• Source: Robin Coningham
    • Robin Andrew Evelyn Coningham, FSA, FRAS (born 2 December 1965) is a British archaeologist and academic, specialising in South Asian archaeology and archaeological ethics. He has been Professor of Early Medieval Archaeology since 2005 and UNESCO Chair in Archaeological Ethics and Practice in Cultural Heritage since 2014 at the University of Durham. From 1994 to 2005, he taught at the University of Bradford, rising to become Professor of South Asian Archaeology and Head of the Department of Archaeological Sciences.


      Academic career


      Coningham led the excavation of the Maya Devi Temple in Lumbini, Nepal; an ancient Buddhist temple situated at the site traditionally considered the birthplace of Buddha.
      In 1994, Coningham was elected a Fellow of the Royal Asiatic Society (FRAS).
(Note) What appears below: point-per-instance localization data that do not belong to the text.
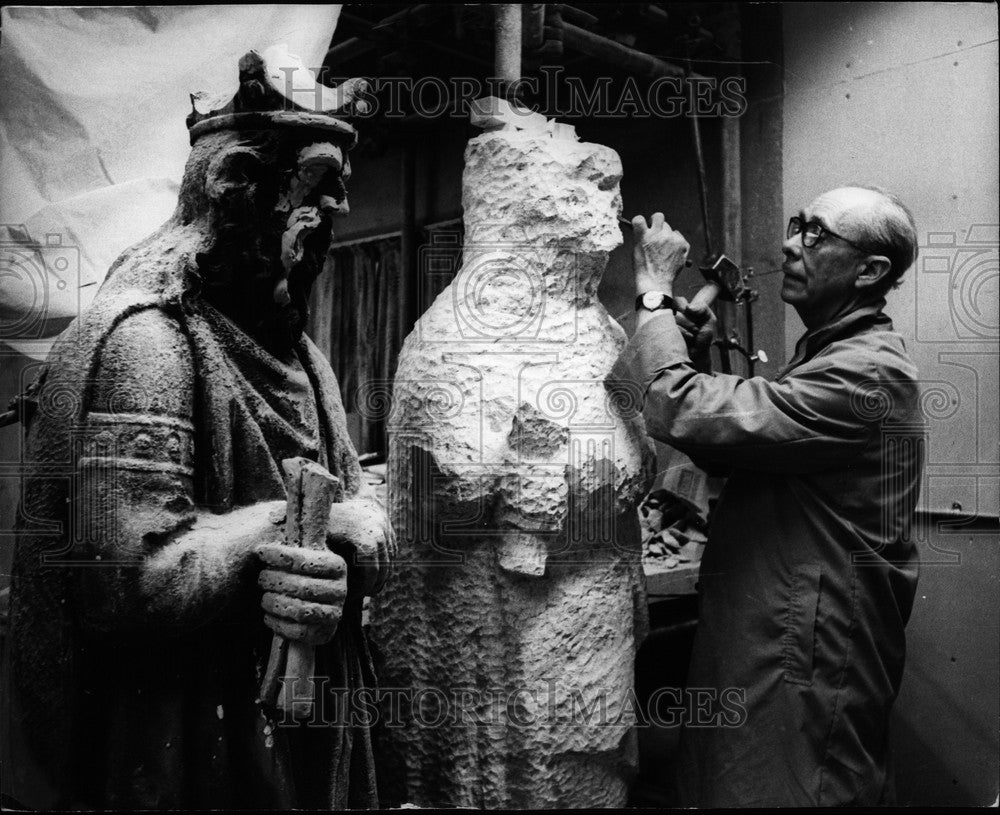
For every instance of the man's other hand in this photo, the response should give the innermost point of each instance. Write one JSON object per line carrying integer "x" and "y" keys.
{"x": 304, "y": 591}
{"x": 697, "y": 325}
{"x": 658, "y": 254}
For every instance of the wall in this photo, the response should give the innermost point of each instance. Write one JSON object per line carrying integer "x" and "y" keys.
{"x": 904, "y": 95}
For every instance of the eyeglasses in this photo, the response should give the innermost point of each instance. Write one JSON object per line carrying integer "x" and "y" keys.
{"x": 813, "y": 232}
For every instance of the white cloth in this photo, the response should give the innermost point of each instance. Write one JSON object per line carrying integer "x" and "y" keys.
{"x": 93, "y": 140}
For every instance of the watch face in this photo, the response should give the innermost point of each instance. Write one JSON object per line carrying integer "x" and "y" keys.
{"x": 652, "y": 299}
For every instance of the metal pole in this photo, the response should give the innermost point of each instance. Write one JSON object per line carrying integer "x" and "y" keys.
{"x": 507, "y": 41}
{"x": 621, "y": 56}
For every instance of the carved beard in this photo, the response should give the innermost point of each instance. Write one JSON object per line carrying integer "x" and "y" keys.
{"x": 244, "y": 277}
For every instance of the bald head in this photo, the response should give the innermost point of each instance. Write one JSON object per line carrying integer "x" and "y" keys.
{"x": 878, "y": 221}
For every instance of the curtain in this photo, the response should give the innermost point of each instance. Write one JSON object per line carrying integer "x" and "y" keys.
{"x": 93, "y": 141}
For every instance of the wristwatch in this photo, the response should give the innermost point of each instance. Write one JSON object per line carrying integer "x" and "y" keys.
{"x": 654, "y": 301}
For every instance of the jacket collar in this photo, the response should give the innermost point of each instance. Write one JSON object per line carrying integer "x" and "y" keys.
{"x": 855, "y": 322}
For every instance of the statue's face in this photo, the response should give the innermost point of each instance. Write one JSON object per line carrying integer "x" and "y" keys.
{"x": 312, "y": 195}
{"x": 273, "y": 197}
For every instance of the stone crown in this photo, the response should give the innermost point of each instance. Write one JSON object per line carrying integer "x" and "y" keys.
{"x": 277, "y": 90}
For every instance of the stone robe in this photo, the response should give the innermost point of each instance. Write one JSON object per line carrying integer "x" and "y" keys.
{"x": 154, "y": 404}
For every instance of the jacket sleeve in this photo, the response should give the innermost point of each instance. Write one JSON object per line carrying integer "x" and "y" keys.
{"x": 152, "y": 559}
{"x": 811, "y": 420}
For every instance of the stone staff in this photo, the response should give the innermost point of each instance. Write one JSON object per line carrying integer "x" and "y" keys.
{"x": 289, "y": 681}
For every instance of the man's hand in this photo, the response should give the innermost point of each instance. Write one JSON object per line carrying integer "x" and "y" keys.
{"x": 304, "y": 592}
{"x": 658, "y": 254}
{"x": 697, "y": 325}
{"x": 359, "y": 531}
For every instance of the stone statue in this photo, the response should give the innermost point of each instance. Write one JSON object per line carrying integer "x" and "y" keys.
{"x": 514, "y": 480}
{"x": 150, "y": 574}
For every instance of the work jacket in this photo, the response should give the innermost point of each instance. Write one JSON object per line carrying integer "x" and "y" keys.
{"x": 809, "y": 574}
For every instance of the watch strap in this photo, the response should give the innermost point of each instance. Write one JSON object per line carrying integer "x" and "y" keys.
{"x": 666, "y": 301}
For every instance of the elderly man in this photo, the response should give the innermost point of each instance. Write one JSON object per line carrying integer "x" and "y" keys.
{"x": 150, "y": 574}
{"x": 809, "y": 575}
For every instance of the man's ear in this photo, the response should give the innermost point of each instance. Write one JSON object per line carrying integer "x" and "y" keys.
{"x": 871, "y": 271}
On 4 February 2016, he was elected a Fellow of the Society of Antiquaries of London (FSA).
      Coningham is a member of the Antiquity Trust, which supports the publication of the archaeology journal Antiquity.


      Selected works


      Scarre, Geoffrey; Coningham, Robin, eds. (2013). Appropriating the Past: Philosophical Perspectives on the Practice of Archaeology. Cambridge: Cambridge University Press. ISBN 978-0521196062.
      Coningham, Robin; Young, Ruth (2015). The Archaeology of South Asia: From the Indus to Asoka, c.6500 BCE–200 CE. Cambridge: Cambridge University Press. ISBN 978-0521846974.